GJ1214b , shown in this artist's conception, is a super-Earth orbiting a red dwarf star 40 light-years from Earth. New observations from NASA's Hubble Space Telescope show that it is a waterworld enshrouded by a thick, steamy atmosphere. GJ1214b therefore represents a new type of world, like nothing seen in our solar system or any other planetary system currently known. Credit: David A. Aguilar (CfA)
Astronomers will most likely find many more similar exotic ocean worlds. "To me, it proves that there are many planets with liquid water, because if there's one like this, it could have been a bit further from the star and then the temperature would have been right," Frederic Pont said.

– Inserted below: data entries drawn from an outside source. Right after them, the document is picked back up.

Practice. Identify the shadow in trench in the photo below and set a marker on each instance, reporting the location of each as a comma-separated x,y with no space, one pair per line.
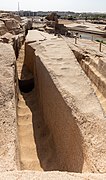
43,138
46,148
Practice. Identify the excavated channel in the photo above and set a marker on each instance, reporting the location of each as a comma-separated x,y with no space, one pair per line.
36,147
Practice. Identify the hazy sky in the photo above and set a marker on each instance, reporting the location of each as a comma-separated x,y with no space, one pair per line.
57,5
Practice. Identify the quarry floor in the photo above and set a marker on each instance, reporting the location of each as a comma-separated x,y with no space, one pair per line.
35,146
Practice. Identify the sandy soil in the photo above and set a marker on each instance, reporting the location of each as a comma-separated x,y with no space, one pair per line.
37,150
83,24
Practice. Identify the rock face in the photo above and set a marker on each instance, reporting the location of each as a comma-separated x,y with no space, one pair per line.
8,128
77,123
13,24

Another similar planet is dubbed GJ1214b. The planet is located in the direction of the constellation Ophiuchus, and just 40 light-years from Earth.

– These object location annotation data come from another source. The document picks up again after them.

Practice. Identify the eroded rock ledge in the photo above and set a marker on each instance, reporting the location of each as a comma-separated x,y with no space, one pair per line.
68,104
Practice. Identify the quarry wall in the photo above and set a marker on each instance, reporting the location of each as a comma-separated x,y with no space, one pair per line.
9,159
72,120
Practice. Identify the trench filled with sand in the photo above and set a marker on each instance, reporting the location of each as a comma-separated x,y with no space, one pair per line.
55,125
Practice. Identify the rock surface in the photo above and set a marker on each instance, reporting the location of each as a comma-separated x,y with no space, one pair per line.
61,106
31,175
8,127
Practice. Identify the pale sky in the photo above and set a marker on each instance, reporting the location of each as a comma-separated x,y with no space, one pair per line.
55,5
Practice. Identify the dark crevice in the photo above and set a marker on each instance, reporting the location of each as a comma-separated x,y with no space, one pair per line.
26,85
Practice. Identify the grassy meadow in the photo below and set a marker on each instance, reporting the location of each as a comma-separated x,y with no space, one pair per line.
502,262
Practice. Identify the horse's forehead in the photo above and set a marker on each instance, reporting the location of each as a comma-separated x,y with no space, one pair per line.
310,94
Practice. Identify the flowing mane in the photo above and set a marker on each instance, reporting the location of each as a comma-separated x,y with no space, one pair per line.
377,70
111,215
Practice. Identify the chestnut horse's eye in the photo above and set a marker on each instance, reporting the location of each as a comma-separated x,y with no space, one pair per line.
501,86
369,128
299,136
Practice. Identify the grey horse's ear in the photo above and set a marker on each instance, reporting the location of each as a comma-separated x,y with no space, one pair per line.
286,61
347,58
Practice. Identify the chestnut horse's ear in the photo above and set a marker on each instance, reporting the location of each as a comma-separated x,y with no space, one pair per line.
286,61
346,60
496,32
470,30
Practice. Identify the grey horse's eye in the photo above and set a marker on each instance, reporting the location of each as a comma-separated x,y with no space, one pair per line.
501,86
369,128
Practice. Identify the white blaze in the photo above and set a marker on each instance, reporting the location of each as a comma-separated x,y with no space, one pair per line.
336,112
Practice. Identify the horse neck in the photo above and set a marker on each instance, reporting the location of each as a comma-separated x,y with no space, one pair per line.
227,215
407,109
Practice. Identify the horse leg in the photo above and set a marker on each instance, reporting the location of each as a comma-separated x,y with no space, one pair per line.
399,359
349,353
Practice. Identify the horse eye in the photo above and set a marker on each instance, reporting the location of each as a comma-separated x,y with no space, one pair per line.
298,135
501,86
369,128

Our solar system contains three types of planets: rocky, terrestrial worlds (Mercury, Venus, Earth, and Mars), gas giants (Jupiter and Saturn), and ice giants (Uranus and Neptune). Planets orbiting distant stars come in an even wider variety, including lava worlds and "hot Jupiters."

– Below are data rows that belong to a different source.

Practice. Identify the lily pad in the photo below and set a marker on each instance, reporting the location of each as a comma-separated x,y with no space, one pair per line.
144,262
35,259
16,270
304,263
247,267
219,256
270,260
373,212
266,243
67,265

GJ1214b is different. It represents a brand new classification of planet: a veritable world of H2O, encased within a thick atmosphere of water vapor.
The internal structure of GJ1214b would be very different than our world.
"GJ1214b is like no planet we know of," explained astronomer Zachory Berta , who led the team that revealed the exoplanet's secret. "A huge fraction of its mass is made up of water."
"Based on our observations, this atmosphere would likely consist of more than 50% water by mass," write the researchers in the paper describing their findings.
GJ1214b's density is close to just 1.9 grams per cubic centimeter. Water has a density of 1 g/cm3. The fact that Earth's average density is 5.5 g/cm3 suggests that GJ1214b is harboring a lot more water than Earth and much less rock.
But despite its hydrous nature, GJ1214b would still be inhospitable to human life, due primarily to the fact that its proximity to its sun gives it an estimated surface temperature in excess of 230 degrees Celsius.
"The high temperatures and high pressures would form exotic materials like 'hot ice' or 'superfluid water.'" explained Berta, "substances that are completely alien to our everyday experience."
What more exotic alien worlds are out there? Only time can tell.